The submission acknowledges speed limits would not work for all ships carrying time-sensitive cargo, but argues that for many vessels it would lead to significant emissions savings. The submission also calls for a 40 per cent cut in emissions by 2030 and a 70 per cent cut by 2050.
Luxembourg steps up plans to become green bond hub
The Grand Duchy of Luxembourg has signed a series of agreements with major stock exchanges and institutions in China this week in a bid to “strengthen its appeal as the world’s leading green bond trading hub”.
The country signed an information exchange agreement with Shanghai Clearing House that connects the Luxembourg Stock Exchange (LuxSE) to the China Interbank Market (CIBM). The move enables investors to easily call up current price data on green bonds traded in Shanghai and Shenzhen, as well as in the CIBM. The additional information makes it easier for international investors to compare prices and should boost trading volumes as this supports more bond issuance,” LuxSE said.
The stock exchange also signed an MoU with the Bank of China, which will see the Bank act as intermediary between the European and Chinese markets, providing international investors with simplified access to securities listed in China.
In addition, LuxSE has launched a Green Bond Channel with the Shenzhen Stock Exchange, in a complementary move to its existing arrangement with the Shanghai Stock Exchange. This channel offers core information in English about green bonds currently traded in Shanghai and Shenzhen.

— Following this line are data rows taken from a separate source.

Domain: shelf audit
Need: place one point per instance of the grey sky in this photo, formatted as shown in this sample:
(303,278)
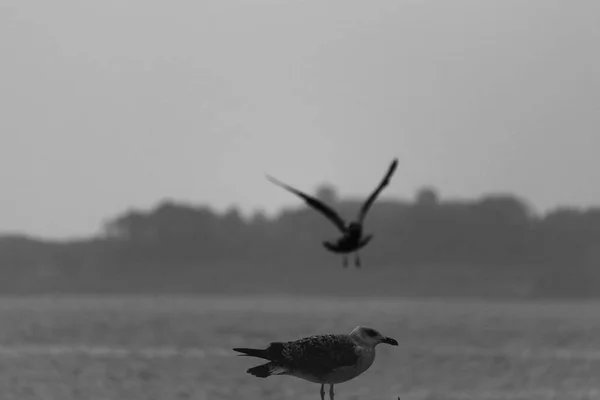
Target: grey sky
(120,103)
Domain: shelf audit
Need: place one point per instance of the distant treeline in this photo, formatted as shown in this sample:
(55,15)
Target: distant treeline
(492,246)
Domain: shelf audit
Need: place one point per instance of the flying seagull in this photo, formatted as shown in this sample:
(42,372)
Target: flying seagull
(325,359)
(352,233)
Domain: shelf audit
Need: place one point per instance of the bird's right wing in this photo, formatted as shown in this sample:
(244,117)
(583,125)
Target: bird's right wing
(320,354)
(314,203)
(384,182)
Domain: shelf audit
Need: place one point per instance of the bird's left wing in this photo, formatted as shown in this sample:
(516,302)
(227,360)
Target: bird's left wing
(314,203)
(384,182)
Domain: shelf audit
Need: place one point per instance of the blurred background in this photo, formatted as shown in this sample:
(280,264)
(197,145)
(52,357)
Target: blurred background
(140,240)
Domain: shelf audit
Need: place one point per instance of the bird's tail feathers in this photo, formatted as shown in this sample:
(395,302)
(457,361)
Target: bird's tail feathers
(266,370)
(252,352)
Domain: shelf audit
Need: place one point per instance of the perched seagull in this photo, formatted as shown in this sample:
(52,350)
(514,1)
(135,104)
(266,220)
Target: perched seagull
(325,359)
(352,233)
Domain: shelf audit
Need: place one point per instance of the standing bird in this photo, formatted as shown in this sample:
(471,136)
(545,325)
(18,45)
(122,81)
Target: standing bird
(352,233)
(325,359)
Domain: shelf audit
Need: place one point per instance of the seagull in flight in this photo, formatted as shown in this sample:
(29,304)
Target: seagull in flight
(324,359)
(352,238)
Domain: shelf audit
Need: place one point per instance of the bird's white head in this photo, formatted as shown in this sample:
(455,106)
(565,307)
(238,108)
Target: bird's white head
(370,337)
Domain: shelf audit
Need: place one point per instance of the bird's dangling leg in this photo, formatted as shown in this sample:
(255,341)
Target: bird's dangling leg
(357,260)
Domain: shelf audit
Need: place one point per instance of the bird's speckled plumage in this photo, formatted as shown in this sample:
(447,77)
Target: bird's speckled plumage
(324,359)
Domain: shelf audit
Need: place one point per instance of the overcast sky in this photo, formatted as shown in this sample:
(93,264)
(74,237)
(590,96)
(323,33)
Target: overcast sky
(114,104)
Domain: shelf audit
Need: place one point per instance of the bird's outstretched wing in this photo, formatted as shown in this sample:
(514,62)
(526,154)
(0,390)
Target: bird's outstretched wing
(314,203)
(384,182)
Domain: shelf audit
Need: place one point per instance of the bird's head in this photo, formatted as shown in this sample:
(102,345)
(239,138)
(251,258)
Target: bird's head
(370,337)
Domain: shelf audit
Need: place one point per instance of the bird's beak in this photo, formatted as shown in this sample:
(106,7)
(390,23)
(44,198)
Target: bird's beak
(390,341)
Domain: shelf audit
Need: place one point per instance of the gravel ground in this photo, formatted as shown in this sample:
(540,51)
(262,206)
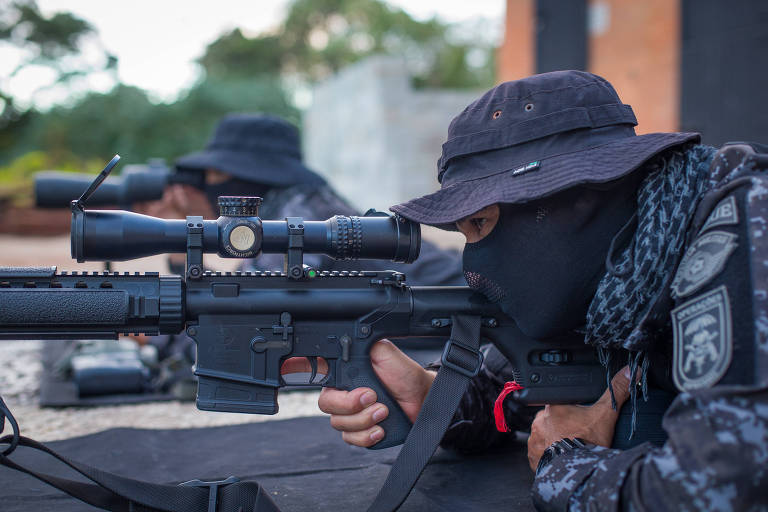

Nicolas Mackel, CEO of Luxembourg for Finance, the development agency for the country’s financial sector, said the agreements “further cement our financial centre’s attractiveness as a truly global and collaborative marketplace”.
“They encourage simplicity and transparency in the green bond market, and they help to underpin the broader emphasis we are putting on developing the country’s sustainable finance credentials,” he added.